The NFL is indeed horribly broken - the culture of domestic abuse, so long the subject of studies and research, has now been captured in actuality on film and in photos, perpetuated by homunculoid creatures like Ray Rice and Adrian Peterson. The NFL's decade spanning cover up of the long-term affects of concussions and other head injuries to players (as chronicled here and here in League of Denial) was, perhaps, criminal, and certainly immoral. The way the organization inconsistently and laughably "enforces" its own rules - Sean Payton and Bill Belichick, I'm looking at you - erodes any faith the average person has in fair play at a high level. Most teams pay their cheerleaders minimum wage or less - exposure (no pun intended) is meant to be an intangible perk of the job. Insensitivity predominates: the Redskins steadfastly refuse to change their name, and no one's even talking about the Chiefs. To round this out, some quick names from recent history would include Pac-Man Jones, Tank Johnson, Michael Vick, and Plaxico Burress.
Some teams seem to have bigger problems as a franchise than others: Peterson's Vikings had a big rape party on a boat a few years back, but we have short memories, so no one's talking about that anymore, while Rice's Ravens had another famous Ray who may or may not have been a murderer, depending upon who you ask or what might have been in the backseat. Tennessee's Titans had a QB who threw his shoulderpads at fans, and there's also the murder of Steve McNair, shot by his mistress. The beloved Packers had the virulently anti-gay (and possibly racist) Reggie White, and let's not forget (no matter how much he'd like you to) Brett Favre's molestation charges and dick pictures. The Steelers still have a maybe-rapist at QB; the Cowboys have Jerry Jones. I'll just leave that last one for you to consider.
(As a quick aside: those of you upset at the appeal of Ray RIce's suspension? We're mad at the NFLPA, which is the Players' Union, not the NFL itself. Focus. Breathe.)
Teams aren't the league, though, even if the league is ultimately responsible for their (the teams and the players) behavior on some level; if the McFood down the street screws up your EggMac, Big Mickey doesn't care; it's the franchise owner who needs to work out the kinks in the production line, or he gets penalized. The same is true of players - they fuck up and we run to the NFL. Why? Why aren't we mad at the team first? The franchise? The owners and the coaches? Skipping the chain of command is illogical and counterproductive - I don't write the President over potholes.

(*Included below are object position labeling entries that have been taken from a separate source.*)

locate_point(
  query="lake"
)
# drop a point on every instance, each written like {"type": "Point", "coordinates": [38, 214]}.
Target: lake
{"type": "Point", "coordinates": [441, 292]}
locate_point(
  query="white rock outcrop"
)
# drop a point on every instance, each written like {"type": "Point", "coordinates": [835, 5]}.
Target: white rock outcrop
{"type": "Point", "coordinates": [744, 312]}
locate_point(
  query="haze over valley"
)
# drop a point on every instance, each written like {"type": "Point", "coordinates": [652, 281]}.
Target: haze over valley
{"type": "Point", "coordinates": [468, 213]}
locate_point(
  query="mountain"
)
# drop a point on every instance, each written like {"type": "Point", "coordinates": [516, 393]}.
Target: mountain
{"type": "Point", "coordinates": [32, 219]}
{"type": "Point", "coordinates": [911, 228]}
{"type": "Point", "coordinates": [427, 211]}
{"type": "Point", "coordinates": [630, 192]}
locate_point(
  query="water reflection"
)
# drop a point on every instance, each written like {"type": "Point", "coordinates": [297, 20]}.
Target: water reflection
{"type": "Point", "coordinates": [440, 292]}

So the league needs to make changes. Real ones, not whitewashing. Abolishing the NFL, or even football, (aside from getting low marks because of its inherent "never gonna happen" status) seems like a cheap and poorly thought-out workaround from what we really should be doing, which is teaching our (society's) men how to behave. You can't complain that we live in a culture where all the rules for not having rape happen are directed at women instead of the DON'T RAPE PEOPLE rule we should teach all men and everyone, and then let players off the hook for being criminal assholes by abolishing the league. Make the league clean up the mess, make players fix themselves and be accountable or they can all face crippling fines. If they go Chapter 11 because they can't clean up their act, good - but it will take a long time for that to happen, and in the meantime, a lot of women's shelters get funded.

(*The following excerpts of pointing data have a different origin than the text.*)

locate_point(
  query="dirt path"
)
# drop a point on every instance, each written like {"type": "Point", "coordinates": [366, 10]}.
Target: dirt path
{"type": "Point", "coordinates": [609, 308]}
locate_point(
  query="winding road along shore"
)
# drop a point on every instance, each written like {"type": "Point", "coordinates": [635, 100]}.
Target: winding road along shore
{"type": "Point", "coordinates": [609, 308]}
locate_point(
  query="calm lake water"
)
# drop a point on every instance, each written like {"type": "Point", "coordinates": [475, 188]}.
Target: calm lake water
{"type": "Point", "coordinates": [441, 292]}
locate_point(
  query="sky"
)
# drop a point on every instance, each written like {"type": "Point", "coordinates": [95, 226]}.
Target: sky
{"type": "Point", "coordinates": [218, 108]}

Also: there've been 713 arrests in the last fourteen years of NFL players. Most of those are for domestic violence. In a given season, there are about 1700 active players in the NFL, most of whom are not fucking up. (Since we live in America, the fact that they have not been arrested or indicted means you are obligated to assume that most of them are not fucking up.) On the whole, the NFL employs about 15,000 people per season, directly, and that doesn't count the people who have jobs at various venues, or in any of the other industries associated with American football.
Abolishing the league because a great many - but not most - of the people in it are morally bankrupt man-children is like killing the guys on either side of the one who steps out of line. It's extremist. Is that who we are? If you watch The Simpsons, are you tacitly endorsing Rupert Murdoch & by extension, FoxNews? If you buy a General Motors vehicle, are you okaying potentially fatal cover-ups? If you're a Catholic or Muslim, does that mean you're fine with everything people in those groups do? By living in America, are you saying that you're okay with everything your government does? OF COURSE NOT. You're taking the bad with the good because wrecking the whole system, while sometimes the answer, usually isn't. Punk's great until you want to put out an album.
Replacing Roger Goodell is a sound move - he's a tool. He could probably be replaced with an automated "CYA generator" that just runs on a laptop and spits out hype and half-assed "solutions." He's obviously only concerned about PR (and money), and moves only when it benefits him (with money), so he needs to move on, now - I'd like to see the NFL run by a woman. Not a token figurehead - a woman in actual charge of football, making league changes.